後日、この球体の石について、ベンは父に尋ねてみることにした。
「ねえ、お父さん… この石はどこから来たの?」
父は、しばらく言葉が出なかった。そして… 何十年も前に、家の畑に落ちてきた隕石であることを話してくれた。思い出したくもない、おそろしい出来事のようだった。その様子からベンは、その先の話を聞くことを止めた。

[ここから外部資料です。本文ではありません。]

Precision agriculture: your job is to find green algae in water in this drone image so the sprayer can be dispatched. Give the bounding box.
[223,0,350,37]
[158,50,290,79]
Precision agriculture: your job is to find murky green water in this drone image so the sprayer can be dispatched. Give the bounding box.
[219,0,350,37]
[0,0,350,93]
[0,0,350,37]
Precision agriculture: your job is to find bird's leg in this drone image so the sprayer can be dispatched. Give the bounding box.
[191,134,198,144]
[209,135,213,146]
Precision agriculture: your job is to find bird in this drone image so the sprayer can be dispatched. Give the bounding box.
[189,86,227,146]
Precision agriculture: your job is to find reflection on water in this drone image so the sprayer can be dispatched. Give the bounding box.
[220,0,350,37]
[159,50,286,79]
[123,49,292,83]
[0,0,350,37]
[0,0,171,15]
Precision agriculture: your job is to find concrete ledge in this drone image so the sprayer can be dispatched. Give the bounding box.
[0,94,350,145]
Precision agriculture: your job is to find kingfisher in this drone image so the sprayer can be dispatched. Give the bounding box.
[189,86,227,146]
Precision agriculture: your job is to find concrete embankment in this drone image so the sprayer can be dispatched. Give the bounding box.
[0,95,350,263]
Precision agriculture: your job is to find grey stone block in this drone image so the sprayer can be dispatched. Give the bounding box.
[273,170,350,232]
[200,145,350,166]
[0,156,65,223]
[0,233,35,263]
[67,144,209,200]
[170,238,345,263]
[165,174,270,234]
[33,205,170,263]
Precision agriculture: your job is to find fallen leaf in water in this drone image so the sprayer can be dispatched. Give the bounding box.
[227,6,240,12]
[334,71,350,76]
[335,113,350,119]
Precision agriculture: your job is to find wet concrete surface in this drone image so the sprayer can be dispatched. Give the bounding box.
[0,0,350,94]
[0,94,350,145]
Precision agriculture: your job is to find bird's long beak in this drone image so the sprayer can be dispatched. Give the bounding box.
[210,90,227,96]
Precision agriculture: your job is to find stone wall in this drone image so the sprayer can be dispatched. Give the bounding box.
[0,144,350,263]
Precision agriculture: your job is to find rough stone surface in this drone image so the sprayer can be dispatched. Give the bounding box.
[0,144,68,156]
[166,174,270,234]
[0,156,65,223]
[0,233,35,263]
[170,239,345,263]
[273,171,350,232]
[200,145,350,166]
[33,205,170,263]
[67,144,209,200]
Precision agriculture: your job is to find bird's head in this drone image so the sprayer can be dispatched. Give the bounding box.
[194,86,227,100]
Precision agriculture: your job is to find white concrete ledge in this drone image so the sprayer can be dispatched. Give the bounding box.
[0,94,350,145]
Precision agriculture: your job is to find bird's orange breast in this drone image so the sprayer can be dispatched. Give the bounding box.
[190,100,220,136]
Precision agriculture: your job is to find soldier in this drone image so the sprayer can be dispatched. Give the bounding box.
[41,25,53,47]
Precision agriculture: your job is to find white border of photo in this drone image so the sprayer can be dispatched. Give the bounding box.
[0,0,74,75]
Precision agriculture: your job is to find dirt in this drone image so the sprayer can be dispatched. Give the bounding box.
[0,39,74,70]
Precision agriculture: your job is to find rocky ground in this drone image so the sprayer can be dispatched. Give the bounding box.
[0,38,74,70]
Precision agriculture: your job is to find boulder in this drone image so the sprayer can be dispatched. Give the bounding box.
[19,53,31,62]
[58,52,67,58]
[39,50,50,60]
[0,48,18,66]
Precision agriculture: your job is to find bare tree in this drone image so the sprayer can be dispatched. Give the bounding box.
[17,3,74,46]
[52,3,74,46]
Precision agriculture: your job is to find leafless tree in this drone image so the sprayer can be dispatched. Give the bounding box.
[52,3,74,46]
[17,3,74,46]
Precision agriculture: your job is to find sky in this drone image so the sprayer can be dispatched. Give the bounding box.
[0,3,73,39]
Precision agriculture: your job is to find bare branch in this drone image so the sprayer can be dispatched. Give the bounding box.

そして「ここに地終わり、海始まる」これは何だろうと思い調べてみると、ユーラシア大陸の最西端、ポルトガルのロカ岬に建てられている、カモンエスの詩であることが分かった。
「いつしか、そのロカ岬に立ってみたい!」ベンは、そんな気持ちになっていた。何か未知の冒険が、そこから始まるような予感が頭をよぎった。